# My Finished Builds Part 3



## jjjimi84 (Feb 28, 2019)

Here is the latest batch to be painted this month. I started changing up the lettering which I like a lot more and will go back and update all of my other builds to this. Once the weather starts warming up I am hoping to take them apart and get them sealed to prevent any chipping. Twenty Eight more to build and fifty three left to paint, going to be a busy year.

Ember Boost, a really great boost and something I was really looking forward to completing.










The Chop Shop, which might have a bad footswitch but has a great dry bones on it.









The 250, which is modded with different diodes and replacing the Volume pot with an A100k to make it louder.









Here is the eternal burst, nice little overdrive.
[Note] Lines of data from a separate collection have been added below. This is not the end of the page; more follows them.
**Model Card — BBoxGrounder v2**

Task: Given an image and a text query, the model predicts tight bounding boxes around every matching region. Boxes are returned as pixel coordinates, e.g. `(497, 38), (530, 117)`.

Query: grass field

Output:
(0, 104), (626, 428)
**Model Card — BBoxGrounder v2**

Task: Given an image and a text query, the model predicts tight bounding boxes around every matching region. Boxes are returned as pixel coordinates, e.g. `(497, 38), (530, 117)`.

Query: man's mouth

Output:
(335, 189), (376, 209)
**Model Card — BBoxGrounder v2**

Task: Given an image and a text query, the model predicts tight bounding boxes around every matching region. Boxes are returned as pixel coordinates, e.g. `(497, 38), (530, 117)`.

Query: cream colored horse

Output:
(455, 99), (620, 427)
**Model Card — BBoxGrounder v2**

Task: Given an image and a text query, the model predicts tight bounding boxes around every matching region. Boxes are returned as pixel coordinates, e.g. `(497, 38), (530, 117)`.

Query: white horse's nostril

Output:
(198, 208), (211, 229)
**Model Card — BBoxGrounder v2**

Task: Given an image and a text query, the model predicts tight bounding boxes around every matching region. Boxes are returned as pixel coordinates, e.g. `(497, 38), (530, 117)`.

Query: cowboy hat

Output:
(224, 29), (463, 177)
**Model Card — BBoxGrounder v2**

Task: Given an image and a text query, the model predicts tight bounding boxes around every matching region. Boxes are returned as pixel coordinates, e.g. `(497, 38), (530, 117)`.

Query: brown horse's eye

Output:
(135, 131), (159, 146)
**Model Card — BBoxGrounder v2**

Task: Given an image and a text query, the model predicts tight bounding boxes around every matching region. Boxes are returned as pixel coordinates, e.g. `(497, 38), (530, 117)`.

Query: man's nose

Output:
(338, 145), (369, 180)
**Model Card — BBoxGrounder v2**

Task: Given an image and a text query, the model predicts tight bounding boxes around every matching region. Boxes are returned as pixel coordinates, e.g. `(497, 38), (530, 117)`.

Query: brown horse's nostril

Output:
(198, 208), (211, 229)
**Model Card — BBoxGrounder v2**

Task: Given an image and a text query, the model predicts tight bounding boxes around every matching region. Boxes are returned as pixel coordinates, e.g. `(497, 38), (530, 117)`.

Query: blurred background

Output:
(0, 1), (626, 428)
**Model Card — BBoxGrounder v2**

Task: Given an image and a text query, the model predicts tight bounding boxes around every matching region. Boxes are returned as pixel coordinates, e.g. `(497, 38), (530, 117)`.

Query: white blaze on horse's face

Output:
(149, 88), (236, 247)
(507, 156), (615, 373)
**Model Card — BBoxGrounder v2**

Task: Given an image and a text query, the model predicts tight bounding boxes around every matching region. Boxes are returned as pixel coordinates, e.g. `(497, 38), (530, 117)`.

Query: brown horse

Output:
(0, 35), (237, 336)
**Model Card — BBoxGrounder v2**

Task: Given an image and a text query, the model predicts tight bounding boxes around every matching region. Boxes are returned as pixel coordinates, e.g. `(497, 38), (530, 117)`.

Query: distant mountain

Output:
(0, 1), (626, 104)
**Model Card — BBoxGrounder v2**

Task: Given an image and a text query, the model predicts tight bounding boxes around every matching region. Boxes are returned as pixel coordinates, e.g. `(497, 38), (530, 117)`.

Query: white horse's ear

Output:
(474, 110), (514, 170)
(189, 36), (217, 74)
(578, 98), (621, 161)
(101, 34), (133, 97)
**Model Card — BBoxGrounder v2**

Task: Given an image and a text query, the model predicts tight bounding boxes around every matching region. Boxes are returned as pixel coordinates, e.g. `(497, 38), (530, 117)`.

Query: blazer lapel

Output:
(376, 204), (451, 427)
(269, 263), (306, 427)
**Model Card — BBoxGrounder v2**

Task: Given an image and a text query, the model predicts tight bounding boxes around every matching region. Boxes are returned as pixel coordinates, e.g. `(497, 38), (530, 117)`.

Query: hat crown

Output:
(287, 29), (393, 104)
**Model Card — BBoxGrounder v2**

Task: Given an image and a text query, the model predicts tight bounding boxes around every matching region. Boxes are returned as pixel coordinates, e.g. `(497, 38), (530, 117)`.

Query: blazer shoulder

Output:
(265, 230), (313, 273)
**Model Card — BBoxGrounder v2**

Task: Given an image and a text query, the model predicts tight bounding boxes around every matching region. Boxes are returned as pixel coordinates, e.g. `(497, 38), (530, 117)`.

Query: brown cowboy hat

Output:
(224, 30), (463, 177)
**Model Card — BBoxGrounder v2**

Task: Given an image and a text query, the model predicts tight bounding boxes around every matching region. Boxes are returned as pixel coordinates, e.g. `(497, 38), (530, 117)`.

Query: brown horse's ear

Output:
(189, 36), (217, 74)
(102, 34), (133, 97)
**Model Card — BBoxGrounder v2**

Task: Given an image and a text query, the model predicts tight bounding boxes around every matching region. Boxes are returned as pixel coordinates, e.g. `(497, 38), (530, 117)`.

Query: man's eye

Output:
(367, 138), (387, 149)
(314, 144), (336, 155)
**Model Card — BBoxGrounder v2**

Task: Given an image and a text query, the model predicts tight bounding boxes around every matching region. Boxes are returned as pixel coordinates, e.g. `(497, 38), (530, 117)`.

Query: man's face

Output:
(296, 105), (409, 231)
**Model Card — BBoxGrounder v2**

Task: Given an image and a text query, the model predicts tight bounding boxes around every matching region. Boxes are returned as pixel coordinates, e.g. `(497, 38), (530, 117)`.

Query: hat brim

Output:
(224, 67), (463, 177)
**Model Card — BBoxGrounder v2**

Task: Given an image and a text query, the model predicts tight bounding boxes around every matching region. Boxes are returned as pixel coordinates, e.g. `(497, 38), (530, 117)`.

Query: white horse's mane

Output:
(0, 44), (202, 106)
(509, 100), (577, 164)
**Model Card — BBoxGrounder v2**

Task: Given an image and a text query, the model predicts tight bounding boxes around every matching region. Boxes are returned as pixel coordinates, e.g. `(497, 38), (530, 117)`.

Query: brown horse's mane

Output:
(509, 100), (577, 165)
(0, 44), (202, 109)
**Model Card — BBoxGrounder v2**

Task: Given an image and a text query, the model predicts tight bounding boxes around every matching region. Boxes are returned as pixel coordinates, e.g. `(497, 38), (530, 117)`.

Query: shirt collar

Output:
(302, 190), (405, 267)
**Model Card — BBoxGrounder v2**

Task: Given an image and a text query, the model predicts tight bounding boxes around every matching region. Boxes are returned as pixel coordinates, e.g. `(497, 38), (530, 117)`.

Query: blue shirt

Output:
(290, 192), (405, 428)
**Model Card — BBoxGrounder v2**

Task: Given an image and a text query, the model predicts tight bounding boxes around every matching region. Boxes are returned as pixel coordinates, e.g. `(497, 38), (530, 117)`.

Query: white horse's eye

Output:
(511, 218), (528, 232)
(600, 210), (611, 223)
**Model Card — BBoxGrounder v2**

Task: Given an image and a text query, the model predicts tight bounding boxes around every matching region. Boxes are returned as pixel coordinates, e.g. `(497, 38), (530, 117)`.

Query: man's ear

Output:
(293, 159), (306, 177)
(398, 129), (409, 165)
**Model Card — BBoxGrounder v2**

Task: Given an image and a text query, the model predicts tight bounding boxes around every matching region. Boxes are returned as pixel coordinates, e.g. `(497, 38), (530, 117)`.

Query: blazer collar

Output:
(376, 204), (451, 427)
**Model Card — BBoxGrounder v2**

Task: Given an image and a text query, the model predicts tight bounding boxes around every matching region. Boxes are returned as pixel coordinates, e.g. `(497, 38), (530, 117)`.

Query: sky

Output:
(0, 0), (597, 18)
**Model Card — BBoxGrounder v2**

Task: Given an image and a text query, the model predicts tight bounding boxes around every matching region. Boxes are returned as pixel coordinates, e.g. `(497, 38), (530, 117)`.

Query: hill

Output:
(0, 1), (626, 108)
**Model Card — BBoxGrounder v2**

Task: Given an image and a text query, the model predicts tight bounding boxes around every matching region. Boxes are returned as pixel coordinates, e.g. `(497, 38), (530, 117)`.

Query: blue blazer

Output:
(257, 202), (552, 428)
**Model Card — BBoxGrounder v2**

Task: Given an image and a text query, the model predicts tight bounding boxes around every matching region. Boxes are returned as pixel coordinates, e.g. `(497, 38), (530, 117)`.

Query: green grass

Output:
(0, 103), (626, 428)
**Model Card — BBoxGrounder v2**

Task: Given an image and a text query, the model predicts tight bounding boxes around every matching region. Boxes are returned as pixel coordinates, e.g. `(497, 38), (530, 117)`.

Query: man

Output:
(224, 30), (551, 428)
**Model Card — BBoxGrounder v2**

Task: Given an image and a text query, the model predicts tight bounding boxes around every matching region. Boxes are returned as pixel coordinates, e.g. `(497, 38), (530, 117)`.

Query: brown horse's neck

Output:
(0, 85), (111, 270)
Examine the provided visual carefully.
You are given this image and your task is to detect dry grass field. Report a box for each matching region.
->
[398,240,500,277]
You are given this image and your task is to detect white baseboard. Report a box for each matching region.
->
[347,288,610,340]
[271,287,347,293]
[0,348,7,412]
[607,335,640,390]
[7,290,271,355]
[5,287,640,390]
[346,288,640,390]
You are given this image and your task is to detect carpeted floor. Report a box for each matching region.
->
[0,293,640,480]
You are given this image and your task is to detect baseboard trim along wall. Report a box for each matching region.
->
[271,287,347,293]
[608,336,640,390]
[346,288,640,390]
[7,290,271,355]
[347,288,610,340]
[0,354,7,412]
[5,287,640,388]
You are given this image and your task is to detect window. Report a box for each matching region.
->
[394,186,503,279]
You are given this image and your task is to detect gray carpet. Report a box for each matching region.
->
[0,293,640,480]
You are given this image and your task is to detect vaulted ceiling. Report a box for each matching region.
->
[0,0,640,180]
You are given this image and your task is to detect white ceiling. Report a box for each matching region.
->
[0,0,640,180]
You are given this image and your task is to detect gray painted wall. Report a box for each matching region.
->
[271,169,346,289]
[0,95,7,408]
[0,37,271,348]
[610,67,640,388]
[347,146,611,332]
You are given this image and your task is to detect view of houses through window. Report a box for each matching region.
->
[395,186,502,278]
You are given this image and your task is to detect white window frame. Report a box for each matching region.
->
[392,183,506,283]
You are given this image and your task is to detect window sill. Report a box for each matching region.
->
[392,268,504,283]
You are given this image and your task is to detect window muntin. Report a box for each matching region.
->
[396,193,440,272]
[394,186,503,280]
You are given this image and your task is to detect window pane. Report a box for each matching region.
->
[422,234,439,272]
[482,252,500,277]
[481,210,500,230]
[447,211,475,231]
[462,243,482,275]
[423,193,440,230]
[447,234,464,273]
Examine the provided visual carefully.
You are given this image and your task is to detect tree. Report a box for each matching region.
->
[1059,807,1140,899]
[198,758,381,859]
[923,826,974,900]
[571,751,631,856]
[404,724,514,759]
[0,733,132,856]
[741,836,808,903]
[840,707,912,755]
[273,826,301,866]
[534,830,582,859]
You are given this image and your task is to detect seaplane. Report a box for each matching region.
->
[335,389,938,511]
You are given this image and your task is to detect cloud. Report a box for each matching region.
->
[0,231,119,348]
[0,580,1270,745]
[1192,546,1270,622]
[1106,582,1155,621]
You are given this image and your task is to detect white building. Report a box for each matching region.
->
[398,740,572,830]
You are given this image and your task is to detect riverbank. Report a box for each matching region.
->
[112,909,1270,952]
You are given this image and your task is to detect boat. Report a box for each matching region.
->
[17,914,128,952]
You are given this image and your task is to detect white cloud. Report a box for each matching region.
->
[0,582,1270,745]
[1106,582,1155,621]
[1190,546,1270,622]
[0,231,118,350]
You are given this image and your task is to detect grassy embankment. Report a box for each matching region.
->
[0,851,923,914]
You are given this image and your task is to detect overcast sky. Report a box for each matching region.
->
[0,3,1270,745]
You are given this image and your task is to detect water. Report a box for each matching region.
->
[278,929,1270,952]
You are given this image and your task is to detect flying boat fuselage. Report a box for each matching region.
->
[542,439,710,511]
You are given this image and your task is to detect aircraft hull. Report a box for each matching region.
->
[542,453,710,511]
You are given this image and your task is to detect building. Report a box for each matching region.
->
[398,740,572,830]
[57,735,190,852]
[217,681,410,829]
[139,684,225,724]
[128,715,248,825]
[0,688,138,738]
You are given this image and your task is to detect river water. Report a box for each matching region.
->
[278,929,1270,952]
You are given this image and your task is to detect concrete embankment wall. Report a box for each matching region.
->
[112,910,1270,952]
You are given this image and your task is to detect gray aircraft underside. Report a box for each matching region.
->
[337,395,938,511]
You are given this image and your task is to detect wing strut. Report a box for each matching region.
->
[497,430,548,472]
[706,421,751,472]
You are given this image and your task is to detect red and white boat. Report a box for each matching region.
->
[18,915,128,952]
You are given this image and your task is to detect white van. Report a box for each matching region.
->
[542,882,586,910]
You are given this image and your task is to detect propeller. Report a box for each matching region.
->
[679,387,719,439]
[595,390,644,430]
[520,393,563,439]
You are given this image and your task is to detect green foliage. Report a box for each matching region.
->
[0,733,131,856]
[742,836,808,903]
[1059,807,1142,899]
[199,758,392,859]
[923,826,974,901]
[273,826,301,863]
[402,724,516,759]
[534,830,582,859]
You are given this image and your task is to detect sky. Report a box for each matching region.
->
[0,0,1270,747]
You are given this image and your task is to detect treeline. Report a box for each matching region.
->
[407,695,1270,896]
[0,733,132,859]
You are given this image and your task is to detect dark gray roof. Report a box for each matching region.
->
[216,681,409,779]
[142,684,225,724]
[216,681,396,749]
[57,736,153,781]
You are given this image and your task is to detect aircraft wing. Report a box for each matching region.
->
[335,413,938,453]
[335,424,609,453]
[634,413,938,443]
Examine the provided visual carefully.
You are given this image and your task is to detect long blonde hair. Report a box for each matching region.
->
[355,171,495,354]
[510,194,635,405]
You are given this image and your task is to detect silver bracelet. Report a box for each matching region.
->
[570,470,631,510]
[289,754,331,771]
Finally this is not a PedalPCB.com build but this VFE Dragon has been rocking my world lately and though I would include it here.


----------



## Kroars (Dec 30, 2020)

Looks great! Curious, what diodes were used for the Eternal Burst? Are those MA856’s or ECG519’s?


----------



## jjjimi84 (Dec 30, 2020)

Kroars said:


> Looks great! Curious, what diodes were used for the Eternal Burst? Are those MA856’s or ECG519’s?


I wanna say that they are 1n914s they just look super fun and yellow.


----------



## Barry (Dec 30, 2020)

Kroars said:


> Looks great! Curious, what diodes were used for the Eternal Burst? Are those MA856’s or ECG519’s?


Look like MA856 to me


----------



## cooder (Dec 30, 2020)

Hey Dan, did you ever get to mod the Ember boost? I had it built to stock first and was underwhelmed, found it a bit flat sounding.
I took out C 19 out of last opamp stage (Chuck's recommendation) and it came so much to live! Differnce between mehh and yeah.


----------



## jjjimi84 (Dec 31, 2020)

cooder said:


> Hey Dan, did you ever get to mod the Ember boost? I had it built to stock first and was underwhelmed, found it a bit flat sounding.
> I took out C 19 out of last opamp stage (Chuck's recommendation) and it came so much to live! Differnce between mehh and yeah.


Oh yeah, because of your recommendation i did and you are right! It made a kinda lame duck into something much better.


----------